The Image Web Scraper is a Python script that allows you to collect all the images from a website and save them in a designated folder for later use. It utilizes the requests
library for sending HTTP requests, the BeautifulSoup
library for parsing HTML content, and the os
module for file operations.
- Extracts all image URLs from a specified website
- Downloads and saves the images in a local folder
- Handles error cases, such as invalid URLs or inaccessible images
- Automatically skips downloading images if they already exist in the designated folder
- Provides a user-agent header to mimic a regular web browser and bypass certain restrictions
- python==3.9.2
- beautifulsoup4==4.12.2
- certifi==2023.5.7
- charset-normalizer==3.1.0
- idna==3.4
- requests==2.31.0
- soupsieve==2.4.1
- urllib3==2.0.3
- Install the required libraries by running the following command:
pip install requests beautifulsoup4
-
Clone the repository or download the Python script.
-
In the script, modify the
webpage_url
variable to specify the URL of the website from which you want to extract images. -
Set the
save_folder
variable to specify the folder where you want to save the downloaded images. -
Run the script using the following command:
python image_scraper.py
- The script will extract the image URLs from the specified website and save them in the designated folder.

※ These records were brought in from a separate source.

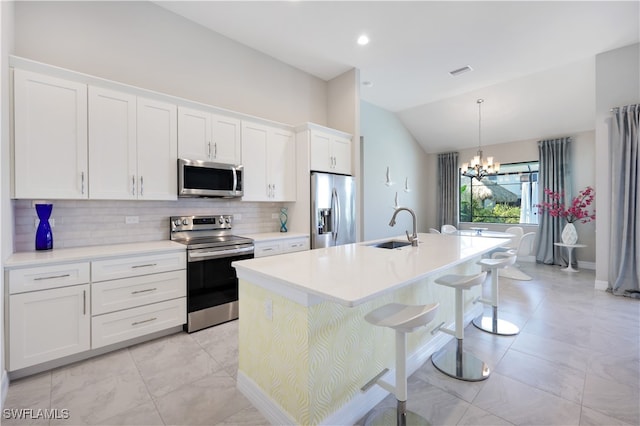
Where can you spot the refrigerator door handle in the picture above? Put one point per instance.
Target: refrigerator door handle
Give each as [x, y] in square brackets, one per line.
[336, 214]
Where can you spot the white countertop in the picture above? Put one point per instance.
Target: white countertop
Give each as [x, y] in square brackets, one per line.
[272, 236]
[355, 273]
[79, 254]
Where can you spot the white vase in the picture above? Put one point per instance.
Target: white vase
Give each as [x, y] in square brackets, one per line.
[569, 234]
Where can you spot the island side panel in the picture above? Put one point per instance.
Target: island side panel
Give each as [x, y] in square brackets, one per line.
[312, 361]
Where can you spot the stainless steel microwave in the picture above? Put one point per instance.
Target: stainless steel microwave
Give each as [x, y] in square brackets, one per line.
[206, 179]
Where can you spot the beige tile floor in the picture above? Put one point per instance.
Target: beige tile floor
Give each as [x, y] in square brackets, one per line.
[576, 361]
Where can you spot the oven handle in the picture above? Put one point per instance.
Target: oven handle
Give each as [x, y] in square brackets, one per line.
[219, 253]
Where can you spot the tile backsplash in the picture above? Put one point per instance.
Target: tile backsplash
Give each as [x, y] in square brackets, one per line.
[95, 222]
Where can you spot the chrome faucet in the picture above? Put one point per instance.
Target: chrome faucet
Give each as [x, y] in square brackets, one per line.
[413, 238]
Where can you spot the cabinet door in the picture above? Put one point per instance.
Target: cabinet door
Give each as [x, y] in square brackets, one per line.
[281, 168]
[50, 141]
[49, 324]
[341, 155]
[254, 154]
[320, 157]
[194, 134]
[157, 150]
[225, 140]
[112, 144]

Existing images will be skipped to avoid duplicates.
Contributions are welcome! If you encounter any issues or have suggestions for improvements, please open an issue or submit a pull request.
This project is licensed under the MIT License. See the LICENSE file for details.
Please use this tool responsibly and respect the terms of service of the websites you scrape. Be aware of any legal restrictions or permissions required before scraping images from a website.
The Image Web Scraper script is built upon the foundation of the requests
and BeautifulSoup
libraries, which are essential tools for web scraping and HTML parsing in Python.